You might also want to spend awhile browsing XvsXP.com, which attempts to "objectively" compare the XP way of doing things vs. the OSX way of doing things. It's a pretty neat an comprehensive site.
posted by melorama at 11:42 AM on November 17, 2006


Quicksilver is excellent. It takes a few days to get used to, but it is really worth it (almost nothing shows up in my Dock that isn't open), even if you just use it as a launcher.
posted by spaceman_spiff at 11:42 AM on November 17, 2006


1. I would get an external mouse and just get your buttons back. The only reason I find the one-button trackpad usable at all is because of the new two-finger scrolling. I haven't even checked i there's a trackpad-combo that will right-click - but I am very often using my Macbook in places where I can easily use a mouse.
2. I'm not sure what you mean by click-through.
3. This (also applies to #4) is the most important conceptual difference between Windows and Mac OS. I think that the Mac is far more consistent with this than Windows is, and I prefer it - but I've always chosen Macs not Win boxes when I've had the choice. But basically, an application isn't defined by its window, and so multiple windows in the same app aren't considered multiple instances of the application. An application runs or it doesn't irrespective of how many windows you open in that application.
4. See above
5. I don't understand HOW it's hard to navigate. Everything isn't flowers and candies, by any stretch, but with the easily-chosen navigation options, you can move around very quickly when you must. Column view is your friend, BTW.
6. You say you worry about optimizing disk space - but that's not why you want a whole application gone in Windows - you want it gone because there is a significant possibility that the cruft - which is all terribly identified and often un-identifiable - will affect some other application or process or service that you want to run. That is simply not the case with 99% of applications made for the Mac OS. The 1% exception is pretty much restricted to services that rely on kernel modifications, which are largely discouraged anyhow. Nevertheless there are applications out there that will blow away prefs files and other cruft if you want.

The bottom line for a good portion of the adaptation problems that people have is that Windows has trained people to engage in certain computer hygiene practices which aren't really necessary for the safe and sound operation of a computer.

Lastly: I use Entourage every day in an Exchange server environment, BTW, and it works very well, particularly since they introduced Spotlight support.
posted by mikel at 11:48 AM on November 17, 2006


(1) Repeating point 6 above. There's just no *need* to get rid of any 'cruft' that a deleted .app leaves behind. It can't hurt anything, unlike cruft that Windows apps leave behind. At worst, it'll take up a few dozen kilobytes on your disk. Less space than a single photo of your cat takes up - maybe 0.001% of your hard drive space, and that's being generous.

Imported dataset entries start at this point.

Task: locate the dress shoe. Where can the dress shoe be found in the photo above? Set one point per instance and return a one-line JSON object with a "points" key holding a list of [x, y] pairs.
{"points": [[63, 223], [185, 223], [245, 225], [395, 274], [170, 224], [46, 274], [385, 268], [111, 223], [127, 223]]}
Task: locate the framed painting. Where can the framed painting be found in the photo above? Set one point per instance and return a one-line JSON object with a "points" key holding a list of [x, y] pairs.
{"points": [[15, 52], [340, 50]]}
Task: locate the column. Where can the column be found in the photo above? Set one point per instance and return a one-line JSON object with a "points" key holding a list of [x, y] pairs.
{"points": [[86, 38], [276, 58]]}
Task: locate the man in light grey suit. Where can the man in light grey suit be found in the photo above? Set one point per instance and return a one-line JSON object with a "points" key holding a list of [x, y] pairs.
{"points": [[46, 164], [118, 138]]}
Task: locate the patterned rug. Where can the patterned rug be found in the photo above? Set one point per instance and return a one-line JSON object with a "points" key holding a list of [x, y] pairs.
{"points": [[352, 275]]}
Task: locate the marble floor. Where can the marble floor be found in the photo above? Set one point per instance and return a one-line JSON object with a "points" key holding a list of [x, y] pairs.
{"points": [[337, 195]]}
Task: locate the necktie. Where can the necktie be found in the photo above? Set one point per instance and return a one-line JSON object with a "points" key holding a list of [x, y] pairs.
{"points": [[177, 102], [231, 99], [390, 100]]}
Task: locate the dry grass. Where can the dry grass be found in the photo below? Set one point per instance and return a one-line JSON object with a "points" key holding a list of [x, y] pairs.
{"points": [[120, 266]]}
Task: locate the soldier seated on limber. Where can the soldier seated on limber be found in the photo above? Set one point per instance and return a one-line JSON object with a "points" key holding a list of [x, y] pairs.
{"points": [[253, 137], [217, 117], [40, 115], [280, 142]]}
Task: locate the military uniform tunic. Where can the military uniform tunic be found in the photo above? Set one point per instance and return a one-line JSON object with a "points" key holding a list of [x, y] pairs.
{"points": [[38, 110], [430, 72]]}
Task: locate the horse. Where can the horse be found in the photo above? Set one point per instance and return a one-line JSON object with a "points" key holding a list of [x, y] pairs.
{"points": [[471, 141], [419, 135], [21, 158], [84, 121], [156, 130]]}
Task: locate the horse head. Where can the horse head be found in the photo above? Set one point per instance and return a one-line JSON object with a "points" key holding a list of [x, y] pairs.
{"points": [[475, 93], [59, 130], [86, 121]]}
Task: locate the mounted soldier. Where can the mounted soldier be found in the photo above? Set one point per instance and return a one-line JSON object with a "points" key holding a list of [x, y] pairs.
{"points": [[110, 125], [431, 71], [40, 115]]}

(2) I find trying to use a Mac without a real mouse - that is, one with a left button, a right button, a mouse wheel, and preferably two thumb buttons - to be torture. Do yourself a favor and get a mouse. If you're computer-savvy enough to understand the concept of right-clicking something, there's absolutely no reason to be stuck in one-button-land.
posted by dmd at 11:56 AM on November 17, 2006


I think the biggest difference is that there aren't a lot of hidden things - apps cannot command your OS (registry, DLL, etc ) and everything is overlayed so even if you don't use an app - as someone else noted, it's just HDD space and doesn't do much of anything ... there are some startup utilities that will use some RAM - you can check via ACTIVITY MONITOR to see what's going on ... but also unlike WIN, it's pretty un-necessary as the OS will self adjust RAM as needed. Also note that you can drag anything you want into the dock - including folders where you can add ALIASES of apps you use often or even files, hell, you cna even drag the HDD icon there and naviagte 100 folders deep. It's better to download icons to replace the folder icon so you get a visual clue but maybe that's just me. If you want to open a lot of apps in the morning, you can write an AUTOMATOR or APPLESCRIPT script/action that will do that for you.



If you prefer to copy a folder when moving, simply hold down the OPTION key.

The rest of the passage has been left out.